I took a closer look at the fortress, the impenetrable wall, the round towers rising higher than should be possible. The dark stone and brooding nature of the castle fit every preconceived notion of where I would find my enemy.
No water, not so much as a puddle.
“We’ll reach the closest town by nightfall,” Ryland said, brushing dust off his shoulders. “There’s a tavern I frequent—the owner is discreet. We get some sleep, then in the morning, I’ll ask around about this Prince of Darkness. Shouldn’t be too hard to figure out where he is.”
I screwed the lid back on Varian’s canteen and handed it back. Debating. Always debating how much to reveal. How many questions to ask, how to exploit my advantages. I didn’t even feel guilty, because these two were doing the same.
They’d know if Gravelock was the prince, unless they were leading me on some elaborate goose chase.
And while I didn’t know a lot, I knew something. I had to find an island in the center of a frozen lake. Surely there couldn’t be more than one of those.
But let Ryland ask around, I reasoned.
Let him play his game, while I played mine.
No sense in giving too much away, I reasoned further, especially if the answers reinforced what I already knew.
“Lead on then, since this is your forte, being an expert tracker and all.”
11
LYRAE
The tavern was little more than a hovel on the shittiest end of what this sand-infested realm called a town. But through a haze of alcohol, the owner did seem to recognize Ryland, and as far as discretion, given the number of empty bottles stacked in front of him, I doubted the male would remember anything in the morning.
I was too tired to eat, too tired to drink. All I wanted was a nice warm bed and…
“Seriously? This is it?”
“Sorry the accommodations aren’t up to your high standards, commander.” Ryland dropped his pack on the floor, one second before he fell onto the bed in a cloud of black dust. “Neither of us are used to the luxury of the royal palace.”
“For your information, I don’t live in the palace. Bad enough I have to work there every godsdamned day.” I winced. My mouth kept getting the better of me and I really needed to do something about that.
“Do I sense a note of boredom in your tone, Lyrae? Tired of toeing the line, following the rules?” Ryland’s teasing tone took me back to when we were very different people, and he andI…
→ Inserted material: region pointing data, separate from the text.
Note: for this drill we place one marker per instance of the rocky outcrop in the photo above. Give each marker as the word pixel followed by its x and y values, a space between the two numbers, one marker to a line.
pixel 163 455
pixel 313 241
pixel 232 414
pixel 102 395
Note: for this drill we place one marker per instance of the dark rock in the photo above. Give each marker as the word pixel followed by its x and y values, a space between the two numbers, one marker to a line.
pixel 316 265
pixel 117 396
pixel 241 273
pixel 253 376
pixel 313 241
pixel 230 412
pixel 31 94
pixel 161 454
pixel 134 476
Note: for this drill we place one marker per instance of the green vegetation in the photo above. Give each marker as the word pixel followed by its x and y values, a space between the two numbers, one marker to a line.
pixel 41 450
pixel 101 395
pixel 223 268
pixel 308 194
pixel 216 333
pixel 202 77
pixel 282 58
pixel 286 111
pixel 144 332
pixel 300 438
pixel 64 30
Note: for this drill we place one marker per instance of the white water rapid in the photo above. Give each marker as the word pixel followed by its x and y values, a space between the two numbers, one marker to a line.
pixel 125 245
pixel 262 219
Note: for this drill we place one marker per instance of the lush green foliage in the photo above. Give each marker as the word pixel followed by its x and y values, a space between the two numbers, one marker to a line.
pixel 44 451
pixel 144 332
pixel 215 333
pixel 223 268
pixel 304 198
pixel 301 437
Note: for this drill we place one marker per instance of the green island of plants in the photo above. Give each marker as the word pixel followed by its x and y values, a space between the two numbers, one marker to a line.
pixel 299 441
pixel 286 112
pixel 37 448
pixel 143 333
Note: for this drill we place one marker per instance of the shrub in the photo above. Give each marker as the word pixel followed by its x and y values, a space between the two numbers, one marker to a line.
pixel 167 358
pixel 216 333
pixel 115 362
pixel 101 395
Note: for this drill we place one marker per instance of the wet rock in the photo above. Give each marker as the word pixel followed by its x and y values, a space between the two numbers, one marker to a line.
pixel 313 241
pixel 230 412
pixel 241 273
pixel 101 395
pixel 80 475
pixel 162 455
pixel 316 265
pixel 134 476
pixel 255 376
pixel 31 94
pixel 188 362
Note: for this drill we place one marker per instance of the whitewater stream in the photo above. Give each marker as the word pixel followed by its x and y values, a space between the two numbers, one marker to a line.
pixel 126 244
Nope. I wasn’t doing this.
“Typical.” I snorted, dragging my gaze over Storme, perfectly willing to hog the entire bed. “I see nothing has changed. You still don’t know when to shut up, unlike Varian.”
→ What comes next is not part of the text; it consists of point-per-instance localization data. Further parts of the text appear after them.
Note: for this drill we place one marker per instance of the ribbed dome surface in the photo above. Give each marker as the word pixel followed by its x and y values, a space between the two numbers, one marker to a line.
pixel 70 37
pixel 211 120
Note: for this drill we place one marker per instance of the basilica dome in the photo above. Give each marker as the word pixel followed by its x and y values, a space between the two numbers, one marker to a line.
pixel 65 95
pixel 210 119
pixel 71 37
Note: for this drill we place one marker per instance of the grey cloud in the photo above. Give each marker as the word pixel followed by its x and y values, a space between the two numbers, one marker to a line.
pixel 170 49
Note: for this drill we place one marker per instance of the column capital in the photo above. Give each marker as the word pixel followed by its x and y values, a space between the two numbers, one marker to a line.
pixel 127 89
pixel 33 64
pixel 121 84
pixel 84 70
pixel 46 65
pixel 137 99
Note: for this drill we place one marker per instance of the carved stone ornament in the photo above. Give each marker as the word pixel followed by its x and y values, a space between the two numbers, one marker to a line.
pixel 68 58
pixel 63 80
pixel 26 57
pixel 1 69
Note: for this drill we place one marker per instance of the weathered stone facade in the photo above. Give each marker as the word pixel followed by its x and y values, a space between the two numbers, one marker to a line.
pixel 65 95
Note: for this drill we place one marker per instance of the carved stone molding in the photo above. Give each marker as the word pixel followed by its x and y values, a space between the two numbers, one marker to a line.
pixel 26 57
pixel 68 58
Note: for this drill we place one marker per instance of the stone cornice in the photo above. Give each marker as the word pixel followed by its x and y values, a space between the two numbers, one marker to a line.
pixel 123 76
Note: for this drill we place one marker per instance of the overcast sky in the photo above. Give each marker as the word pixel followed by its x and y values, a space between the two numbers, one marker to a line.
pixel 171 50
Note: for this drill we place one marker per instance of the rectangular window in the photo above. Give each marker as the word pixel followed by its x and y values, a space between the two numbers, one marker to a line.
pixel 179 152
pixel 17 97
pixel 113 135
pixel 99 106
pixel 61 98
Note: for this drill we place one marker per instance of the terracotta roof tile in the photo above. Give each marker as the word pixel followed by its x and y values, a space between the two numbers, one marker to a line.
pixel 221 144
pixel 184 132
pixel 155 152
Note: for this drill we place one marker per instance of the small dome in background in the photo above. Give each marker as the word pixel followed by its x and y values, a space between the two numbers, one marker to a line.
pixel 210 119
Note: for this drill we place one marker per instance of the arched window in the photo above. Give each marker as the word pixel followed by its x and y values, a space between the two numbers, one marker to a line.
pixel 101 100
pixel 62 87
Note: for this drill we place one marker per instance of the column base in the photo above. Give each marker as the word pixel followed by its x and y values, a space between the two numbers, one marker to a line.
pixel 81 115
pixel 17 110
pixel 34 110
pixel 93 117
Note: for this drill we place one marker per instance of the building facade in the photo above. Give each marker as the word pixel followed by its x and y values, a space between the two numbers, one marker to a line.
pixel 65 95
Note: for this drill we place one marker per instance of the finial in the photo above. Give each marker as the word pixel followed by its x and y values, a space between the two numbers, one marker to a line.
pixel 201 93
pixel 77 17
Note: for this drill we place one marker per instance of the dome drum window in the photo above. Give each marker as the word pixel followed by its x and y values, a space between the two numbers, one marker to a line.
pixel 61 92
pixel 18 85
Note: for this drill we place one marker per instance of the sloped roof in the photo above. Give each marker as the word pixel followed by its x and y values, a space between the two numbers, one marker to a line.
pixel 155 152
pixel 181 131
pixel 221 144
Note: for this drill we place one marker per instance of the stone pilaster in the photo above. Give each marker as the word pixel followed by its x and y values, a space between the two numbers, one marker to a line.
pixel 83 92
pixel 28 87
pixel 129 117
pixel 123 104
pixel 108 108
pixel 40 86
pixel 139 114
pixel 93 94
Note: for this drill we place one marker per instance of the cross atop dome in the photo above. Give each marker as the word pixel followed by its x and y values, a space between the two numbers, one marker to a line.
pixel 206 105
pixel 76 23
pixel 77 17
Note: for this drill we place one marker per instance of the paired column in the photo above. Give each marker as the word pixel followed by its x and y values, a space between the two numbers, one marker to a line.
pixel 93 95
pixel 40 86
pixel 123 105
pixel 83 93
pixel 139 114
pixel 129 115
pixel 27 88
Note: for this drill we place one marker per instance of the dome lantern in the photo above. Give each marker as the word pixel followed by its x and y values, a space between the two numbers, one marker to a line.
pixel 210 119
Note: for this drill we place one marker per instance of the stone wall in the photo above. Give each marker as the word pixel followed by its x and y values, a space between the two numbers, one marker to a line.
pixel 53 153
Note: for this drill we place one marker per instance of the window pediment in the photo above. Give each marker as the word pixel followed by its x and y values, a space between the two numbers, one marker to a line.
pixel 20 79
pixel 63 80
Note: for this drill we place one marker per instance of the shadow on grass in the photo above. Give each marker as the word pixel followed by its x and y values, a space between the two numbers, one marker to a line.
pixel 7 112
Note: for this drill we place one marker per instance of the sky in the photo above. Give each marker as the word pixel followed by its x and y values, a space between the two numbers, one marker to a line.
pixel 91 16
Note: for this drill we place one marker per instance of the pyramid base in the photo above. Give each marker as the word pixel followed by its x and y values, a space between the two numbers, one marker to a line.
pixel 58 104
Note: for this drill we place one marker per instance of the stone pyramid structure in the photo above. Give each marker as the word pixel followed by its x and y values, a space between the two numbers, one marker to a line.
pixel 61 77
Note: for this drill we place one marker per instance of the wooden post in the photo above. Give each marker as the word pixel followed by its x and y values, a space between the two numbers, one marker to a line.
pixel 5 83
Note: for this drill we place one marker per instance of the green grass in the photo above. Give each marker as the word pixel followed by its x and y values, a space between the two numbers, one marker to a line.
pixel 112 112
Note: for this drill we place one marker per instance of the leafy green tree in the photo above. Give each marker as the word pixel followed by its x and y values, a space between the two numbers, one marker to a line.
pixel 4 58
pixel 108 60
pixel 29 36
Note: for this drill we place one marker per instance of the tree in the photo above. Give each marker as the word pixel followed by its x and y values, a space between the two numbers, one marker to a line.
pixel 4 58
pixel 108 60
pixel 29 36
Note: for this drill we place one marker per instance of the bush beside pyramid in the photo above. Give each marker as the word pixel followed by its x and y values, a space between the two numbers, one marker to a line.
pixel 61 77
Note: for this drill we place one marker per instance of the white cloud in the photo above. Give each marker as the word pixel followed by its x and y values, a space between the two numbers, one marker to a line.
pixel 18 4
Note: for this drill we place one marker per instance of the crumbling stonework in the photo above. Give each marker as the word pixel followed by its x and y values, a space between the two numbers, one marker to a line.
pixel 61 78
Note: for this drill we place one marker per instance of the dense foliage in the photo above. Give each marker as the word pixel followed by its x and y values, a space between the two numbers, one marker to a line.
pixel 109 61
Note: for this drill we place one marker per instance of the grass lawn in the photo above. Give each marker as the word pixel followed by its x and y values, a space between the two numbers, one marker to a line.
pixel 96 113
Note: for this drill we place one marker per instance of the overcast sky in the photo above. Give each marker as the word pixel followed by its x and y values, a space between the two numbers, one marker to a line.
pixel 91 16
I tipped my head to my former friend, over by the window, monitoring the darkened street below.
Storme patted the barest sliver of available mattress to his right with a wink. “I’m perfectly willing to share, though space might be a bit tight. We can make this work, though. We always did.” Was it my imagination, or did I detect a hint of hope in those words?
“No thanks, I’d rather sleep in the pig sty. With the pigs.” I glanced between the filthy floor and the rickety stuffed chair, which was probably crawling with bedbugs.
“I’ll take the floor.” I winced, my bloodied shirt sticking to my cut-up shoulders as I gingerly set down my pack, blew out the tallow candle, then lowered my aching body to the hard, uneven wood. Of course, this meant I laid parallel to fucking Ryland Storme, but with my head to the door, I was, at the very least, opposite of him.
So that was something.
“Fine. I suppose I get stuck with the chair.” Varian sighed. “Next time we’re getting separate rooms. I won’t get a wink of sleep once you start snoring.”
“I’m not that bad.”
“Oh, you fucking are,” Varian and I said together, followed by a long, awkward silence where I cursed myself for saying anything at all.
“At least the sty would be quieter. You snore louder than a sow in heat,” Varian finally muttered, and I grinned in the dark, my chapped lips cracking until I tasted blood.
“No, a wild boar.” I was so exhausted I couldn’t stopgrinning, couldn’t stop the memories from tumbling over themselves. Couldn’t stop remembering how Ryland tasted. Couldn’t stop feeling things I hadn’t felt in a century. No, I fell straight into the past, into the life I could have had, if everything hadn’t gone so wrong.